“Adelántate a toda despedida,/ como si la hubieras dejado atrás/ como el invierno que se está marchando/ pues bajo los inviernos hay uno tan infinitamente invierno/ que, si lo pasas, tu corazón resistirá”. Aunque, en nuestro caso, el invierno no está terminando todavía (aunque los cerezos y aromos en flor digan lo contrario), los versos de Rainer María Rilke no dejan de ser iluminadores en estos días. Acá, en el sur de Chile, he aprendido a vivir el invierno y no desesperarme con él. En la poesía de Rilke hay toda una pedagogía para cruzar esta estación que la mayoría rehúye: nos invita a verla como una estación propicia para la introspección, el trabajo interior y para preparar la primavera.
Cada estación del año requiere un trabajo propio: estamos más ligados a la Naturaleza de lo que solemos creer. En una civilización cada vez más artificial, es muy fácil desconectarse de esos procesos y de las transformaciones silenciosas de la tierra. Para Neruda, la lluvia tenaz del sur fue su “maestra” en la infancia. Ester Matte (una de nuestras grandes poetas desconocidas) aprendió esto del viento: “huir de la permanencia/ crear un código con las leyes del viento”. Cada estación del año nos exige ciertos ejercicios espirituales específicos; y tal vez por no hacerlos, es que somos cada vez más asaltados por la ansiedad, la angustia y la depresión. A eso se refiere tal vez Rilke cuando dice que “bajo los inviernos, hay uno tan infinitamente invierno que, si lo pasas, tu corazón resistirá”. Para resistir, hay que vivir el invierno, no huir de él. Es cosa de observar los árboles, las plantas y los jardines, para darse cuenta cómo la naturaleza nos enseña estrategias para resistir.
En 1922, Rilke le envía una carta a una joven admiradora, Lisa Heise: “Cuidar mi jardín interior fue espléndido este invierno. De repente, sanar de nuevo y ser consciente que la base de mi ser tenía tiempo y espacio para seguir creciendo, y de mi corazón surgió una luminosidad que no había sentido con tanta fuerza en mucho tiempo”. Como se ve, para Rilke el invierno no es una estación estéril, sino un momento de sobreabundancia interior. Porque el invierno es un tiempo de espera, espera que hemos perdido en nuestra época vertiginosa, en que somos prisioneros del inmediatismo. ¿Quién espera? Si no sabemos esperar, no habrá primavera posible. El invierno nos enseña a esperar. Y la espera —al contrario de lo que se cree— no es una actividad pasiva, requiere un temple y una fuerza interior muy grandes: es una actividad en la que se despliegan una serie de energías y disposiciones que solo poseen los grandes guerreros, los guerreros del espíritu. El que mete las manos en la tierra sabe lo que es esperar. En la educación, en la familia, todos debiéramos ponernos en “modo invierno”, predisponernos a cultivar en nuestro jardín interior (tan abandonado) las flores del consuelo, los gérmenes de la esperanza escondida, tan necesaria en estos días.

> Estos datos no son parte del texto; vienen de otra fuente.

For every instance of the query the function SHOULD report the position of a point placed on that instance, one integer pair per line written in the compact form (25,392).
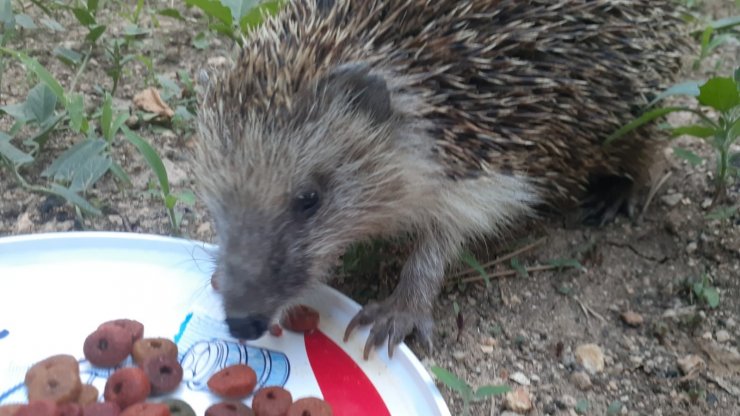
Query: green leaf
(18,111)
(41,102)
(76,110)
(450,380)
(67,56)
(688,155)
(696,130)
(51,24)
(34,66)
(74,199)
(7,18)
(13,154)
(642,120)
(468,258)
(83,16)
(173,13)
(688,88)
(107,117)
(95,33)
(151,157)
(711,296)
(488,391)
(25,21)
(200,41)
(81,165)
(614,408)
(213,9)
(719,93)
(725,23)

Tal vez el libro más personal del filósofo alemán de origen coreano Byung Chul Han sea “Loa a la tierra: un viaje al jardín”. En uno de sus capítulos, se detiene en su amado jardín de invierno en Berlín; ese jardín le entrega “ser y tiempo”. Y sobre la mano del jardinero, dice: “es una mano amorosa que espera, paciente. Toca lo que todavía no existe. Custodia la lejanía. En eso consiste su dicha”. En invierno, debemos aprender a “cultivar lejanías” en nuestro jardín, para ser, también, jardineros de nuestro otro jardín, el interior, como Rilke. Ambas jardinerías están íntimamente unidas. Hay mucho trabajo fino por hacer, mucha poda, mucha custodia y cuidado de lo propio. Y, sobre todo, darse cuenta de que ese “invierno más infinitamente invierno” (¿angustia?, ¿crisis personal?) requiere tanto trabajo dedicado como el del jardín. No dejemos pasar la oportunidad que nos da este invierno. Resistamos y acunemos. ¡Adelántate a toda despedida!